L’Enquêteur : Le gouvernement a annoncé lors du conseil des ministres du vendredi 2 septembre 2022 la libération, le lundi 29 août dernier, de l’Américaine Suellen Tennyson, enlevée à Yalgo, au Burkina Faso, en avril dernier. Comment appréciez-vous cet investissement des autorités nigériennes pour la libération de l’otage saine et sauve ?

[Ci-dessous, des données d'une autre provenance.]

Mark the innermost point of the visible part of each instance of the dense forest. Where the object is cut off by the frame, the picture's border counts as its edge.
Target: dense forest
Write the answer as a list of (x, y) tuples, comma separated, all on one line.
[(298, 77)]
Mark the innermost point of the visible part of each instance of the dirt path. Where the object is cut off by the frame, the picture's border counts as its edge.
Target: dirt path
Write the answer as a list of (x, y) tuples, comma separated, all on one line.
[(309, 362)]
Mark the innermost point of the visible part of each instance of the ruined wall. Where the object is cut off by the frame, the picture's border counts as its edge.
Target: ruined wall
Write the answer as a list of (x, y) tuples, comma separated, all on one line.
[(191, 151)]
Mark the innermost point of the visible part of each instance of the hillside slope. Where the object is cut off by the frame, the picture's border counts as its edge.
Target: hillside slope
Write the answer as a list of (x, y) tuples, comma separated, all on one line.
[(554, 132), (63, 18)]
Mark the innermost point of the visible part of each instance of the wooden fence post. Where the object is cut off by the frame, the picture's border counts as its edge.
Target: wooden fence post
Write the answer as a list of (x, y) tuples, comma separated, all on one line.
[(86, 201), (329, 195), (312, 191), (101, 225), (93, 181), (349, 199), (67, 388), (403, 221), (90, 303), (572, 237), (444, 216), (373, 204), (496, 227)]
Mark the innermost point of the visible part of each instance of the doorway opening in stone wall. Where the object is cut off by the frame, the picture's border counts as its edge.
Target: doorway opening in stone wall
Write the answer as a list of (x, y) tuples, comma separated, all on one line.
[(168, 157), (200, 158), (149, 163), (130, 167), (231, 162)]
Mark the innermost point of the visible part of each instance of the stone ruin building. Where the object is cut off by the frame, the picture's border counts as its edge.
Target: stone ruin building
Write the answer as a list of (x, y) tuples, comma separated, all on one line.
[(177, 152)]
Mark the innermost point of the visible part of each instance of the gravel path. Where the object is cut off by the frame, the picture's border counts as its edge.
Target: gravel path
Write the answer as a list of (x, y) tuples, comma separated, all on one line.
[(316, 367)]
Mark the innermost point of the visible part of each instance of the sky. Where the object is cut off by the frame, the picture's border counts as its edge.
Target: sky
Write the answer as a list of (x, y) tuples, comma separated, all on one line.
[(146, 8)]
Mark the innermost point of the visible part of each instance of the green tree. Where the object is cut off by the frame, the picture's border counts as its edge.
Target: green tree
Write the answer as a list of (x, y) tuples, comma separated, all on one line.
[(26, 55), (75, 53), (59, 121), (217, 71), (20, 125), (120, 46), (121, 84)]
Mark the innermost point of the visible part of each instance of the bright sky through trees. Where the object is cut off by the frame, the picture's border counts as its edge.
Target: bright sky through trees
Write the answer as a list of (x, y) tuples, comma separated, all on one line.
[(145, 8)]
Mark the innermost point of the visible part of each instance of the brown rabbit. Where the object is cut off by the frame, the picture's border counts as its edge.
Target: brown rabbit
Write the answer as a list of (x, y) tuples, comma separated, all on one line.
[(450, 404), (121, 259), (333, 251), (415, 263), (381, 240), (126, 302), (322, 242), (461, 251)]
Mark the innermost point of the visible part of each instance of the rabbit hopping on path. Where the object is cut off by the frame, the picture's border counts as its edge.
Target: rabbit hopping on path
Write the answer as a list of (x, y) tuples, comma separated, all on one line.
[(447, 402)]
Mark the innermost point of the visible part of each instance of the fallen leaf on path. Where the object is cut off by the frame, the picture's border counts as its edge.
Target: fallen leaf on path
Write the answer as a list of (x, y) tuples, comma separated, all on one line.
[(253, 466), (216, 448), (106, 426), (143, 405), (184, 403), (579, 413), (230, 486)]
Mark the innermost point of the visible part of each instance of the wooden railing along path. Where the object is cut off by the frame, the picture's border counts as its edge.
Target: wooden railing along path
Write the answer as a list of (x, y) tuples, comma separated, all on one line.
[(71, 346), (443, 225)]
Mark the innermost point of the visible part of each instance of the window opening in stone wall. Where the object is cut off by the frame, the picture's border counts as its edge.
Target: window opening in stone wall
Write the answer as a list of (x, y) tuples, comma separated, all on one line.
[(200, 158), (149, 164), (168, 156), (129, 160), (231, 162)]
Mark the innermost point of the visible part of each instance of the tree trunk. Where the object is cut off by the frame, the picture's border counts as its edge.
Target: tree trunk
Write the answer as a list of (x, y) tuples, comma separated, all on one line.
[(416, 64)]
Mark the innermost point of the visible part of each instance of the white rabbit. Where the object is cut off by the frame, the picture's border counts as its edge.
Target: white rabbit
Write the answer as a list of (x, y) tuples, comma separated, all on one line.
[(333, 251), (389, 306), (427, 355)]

Dr. Souley Adji : Dans ce cas de figure, il n’est évidemment pas exclu que les autorités nigériennes disposent, conservent encore des contacts forts et réguliers avec certains réseaux ou figures proches de la mouvance djihadiste. Il s’agira de les réactiver en cas d’urgence. Surtout que le président Bazoum a lui-même étoffé son cabinet en matière de questions sécuritaires. Il a ainsi approché et nommé comme Conseiller spécial un ancien homme de l’ombre de Blaise Compaoré, chargé des affaires d’enlèvement d’otages notamment. Une éminence grise qu’il connaissait de longue date et surnommé par la presse internationale comme le “Jacques Foccart sans mallette du Sahel”. Il s’agit du mauritanien Moustapha Ould Chaffi, rompu aux questions de sécurité dans l’environnement sahélien. L’homme a une connaissance notable de ce milieu et a déjà fait ses preuves au Burkina et au Mali notamment. Il n’est donc pas étonnant qu’il ait pris en charge et solutionné le dossier de l’enlèvement de l’otage américaine. Dans la mesure où la demande vient des Américains, le Niger se doit évidemment de faire diligence, la contrepartie pour le gouvernement pouvant s’apprécier en termes d’investissements dans les projets de développement, voire d’appuis de toutes natures.
Paradoxalement, les mêmes les efforts ne sont pas déployés par le gouvernement pour obtenir la libération des nombreux otages nigériens entre les mains des groupes terroristes. Comment expliquez-vous cette attitude ?
Le Président Bazoum ne dispose pas, par contre, de ressources humaines d’une telle qualité relativement à la région de Diffa, où les enlèvements sont devenus monnaie courante. À défaut de médiateurs professionnels et reconnus, il paraît de fait difficile d’approcher Boko Haram en vue de transactions visant à libérer des otages ou de mettre en place une trêve, amorce d’une négociation générale sur les revendications des fauteurs de troubles. L’on ne doit donc reprocher un manque d’initiative ou de volonté concernant la libération des autres otages, faute d’interlocuteurs valables et surtout d’experts en négociations. A défaut, seul l’usage de la force et la mobilisation des renseignements pourraient aider à élargir les autres otages nigériens. À moins que d’ici là, le cabinet présidentiel ne soit renforcé de nouvelles ressources humaines à la hauteur des enjeux.
Le mois d’août a été cette année exceptionnellement marqué par une recrudescence des activités de Boko Haram à Diffa. Qu’est qui pourrait expliquer cette situation?
C’est vrai que ce mois d’août a été très sanglant comme si l’on vivait les années fastes de Boko Haram. Il ne faut cependant pas oublier que dans ce même mois d’août, en 2021, les Boko Haram (BH) avaient initié maintes attaques, dans lesquelles seize(16) FDS notamment furent tués d’un coup. L’armée, elle, avait réussi à liquider une cinquantaine de terroristes. Si à l’époque, l’on pouvait faire le lien avec le retour des déplacés dans leurs villages, cette année, il s’agit, à mon avis, plutôt de violences génératrices de revenus (VGR). Il faut en effet souligner que la vie ayant repris son cours -quasi normal- les activités commerciales sont florissantes en ce mois d’hivernage, les marchés sont abondants en biens, la pêche bat son plein et l’argent circule plus facilement. La tentation est donc grande pour BH de chercher à faire main basse sur ces ressources, afin de faire des provisions pour la prochaine période de disette, afin de constituer tôt leur logistique de guerre, aussi bien en armements qu’en alimentation. En raison de la période d’hivernage, le mois d’août paraît également très propice aux attaques, la végétation, très dense, permettant le camouflage et la dissimulation, les usagers étant obligés de mener dans les champs et le lac des activités génératrices de revenus. Comment en effet distinguer un pêcheur ou un agriculteur d’un terroriste sanguinaire ? Il y a donc lieu pour nos FDS de prêter une attention toute particulière au cours de cette période d’hivernage, où tous les chats sont gris. Et aux citoyens de redoubler de vigilance dans leurs entreprises agricoles et halieutiques notamment. Surtout, les FDS doivent changer de stratégie de lutte, la spécificité de la période d’hivernage exigeant l’invention d’un dispositif de prévention et de riposte adéquat à l’environnement.